Family Income at the Bottom and at the Top: Income Sources and Family Characteristics

Sociology 101
Family income at the bottom and at the top: Income sources and family characteristics
Lawrence E. Raffalovicha, Shannon M. Monnatb and Hui-shien Tsao

This journal article examined the differences between families that made top-level income and families that made bottom-level income. Some of the characteristics examined were income sources, race, gender, traditional vs. non-traditional, and a certain “property elite” who are “high-income families who receive about half of their income from wealth” (308).

It was found that families at the high-end of life are overwhelmingly white, married, and both spouses earn income. Half of the people in this category were in their 40s to 50s. Most had a college-level education and most were employed. Typical jobs for these families in the top 10% are Executive and Management positions. Furthermore, typical jobs for the top 1% are also in Medicine, Law, and Teaching, which surprised me (308).

Families in the lower end of the income scale were found to be disproportionately non-white, female, and non-married. This consisted of both young and old adults, with high-school education being their highest educational achievement, if reached at all. They were also found to be employed in low-level service occupations. Many were disabled and retired (308).

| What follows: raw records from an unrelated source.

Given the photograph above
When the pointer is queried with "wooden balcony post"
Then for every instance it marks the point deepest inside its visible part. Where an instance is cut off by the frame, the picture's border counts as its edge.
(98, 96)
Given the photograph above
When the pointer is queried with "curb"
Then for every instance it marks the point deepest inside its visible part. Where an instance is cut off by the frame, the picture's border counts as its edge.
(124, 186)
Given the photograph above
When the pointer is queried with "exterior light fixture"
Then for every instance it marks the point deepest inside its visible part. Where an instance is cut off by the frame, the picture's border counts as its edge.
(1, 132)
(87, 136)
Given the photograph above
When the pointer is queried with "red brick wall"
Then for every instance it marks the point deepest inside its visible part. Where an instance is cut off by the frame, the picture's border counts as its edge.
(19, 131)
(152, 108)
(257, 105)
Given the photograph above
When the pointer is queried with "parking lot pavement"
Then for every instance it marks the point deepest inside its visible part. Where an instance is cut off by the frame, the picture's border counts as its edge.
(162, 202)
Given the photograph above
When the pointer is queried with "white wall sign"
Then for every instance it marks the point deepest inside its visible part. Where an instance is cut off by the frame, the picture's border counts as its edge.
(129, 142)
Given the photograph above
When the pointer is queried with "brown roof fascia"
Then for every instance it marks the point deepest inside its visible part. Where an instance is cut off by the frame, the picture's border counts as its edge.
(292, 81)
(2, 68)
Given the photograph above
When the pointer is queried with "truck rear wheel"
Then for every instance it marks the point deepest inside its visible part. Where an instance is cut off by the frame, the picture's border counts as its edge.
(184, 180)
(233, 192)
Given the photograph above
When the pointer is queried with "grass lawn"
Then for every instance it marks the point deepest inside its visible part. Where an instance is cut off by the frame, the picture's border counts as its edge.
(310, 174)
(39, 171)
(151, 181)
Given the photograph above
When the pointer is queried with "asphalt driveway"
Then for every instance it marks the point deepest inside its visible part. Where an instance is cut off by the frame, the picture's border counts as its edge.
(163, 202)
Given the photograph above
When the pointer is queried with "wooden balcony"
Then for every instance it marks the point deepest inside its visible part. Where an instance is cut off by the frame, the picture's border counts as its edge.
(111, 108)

As I finished reading through this journal article, I was a little disappointed that the end didn’t come to a better conclusion with the evidence obtained. I thought that at the end, the author just gave you a bunch of numbers, and then talks about the “property elite” for a little longer. However, I did learn some interesting facts about the high and low classes of America from this reading. It also probably would have been helpful to touch on the characteristics of the middle-class America, but the purpose of the article seemed to be just to show the extremes of both sides.